Argonaute 2 (AtAGO2) is a well characterized effector protein in Arabidopsis for its functionalities associated with DNA double-strand break (DSB)-induced small RNAs (diRNAs) and for its inducible expression upon ${\gamma}$-irradiation. However, its transcriptional regulation depending on the recovery time after the irradiation and on the specific response to DSBs has been poorly understood. We analyzed the 1,313 bp promoter sequence of the AtAGO2 gene ($1.3kb_{pro}$) to characterize the transcriptional regulation of AtAGO2 at various recovery times after ${\gamma}$-irradiation.

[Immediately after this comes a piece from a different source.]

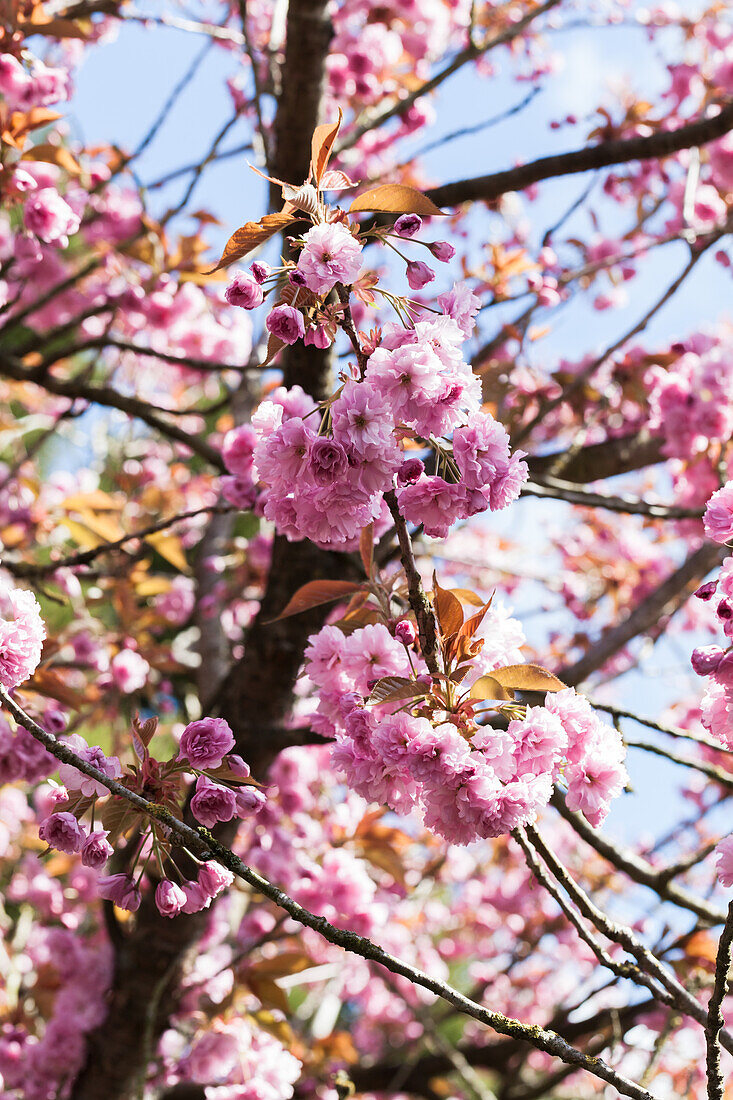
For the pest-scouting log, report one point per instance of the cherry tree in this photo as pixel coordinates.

A stable transformant harboring $1.3kb_{pro}$ fused with GUS gene showed that the AtAGO2 is highly expressed in response to ${\gamma}$-irradiation, after which the expression of the gene is gradually decreased until 5 days of DNA damage recovery. We also confirm that the AtAGO2 expression patterns are similar to that of ${\gamma}$-irradiation after the treatments of radiomimetic genotoxins (bleomycin and zeocin). However, methyl methanesulfonate and mitomycin C, which are associated with the inhibition of DNA replication, do not induce the expression of the AtAGO2, suggesting that the expression of the AtAGO2 is closely related with DNA DSBs rather than DNA replication.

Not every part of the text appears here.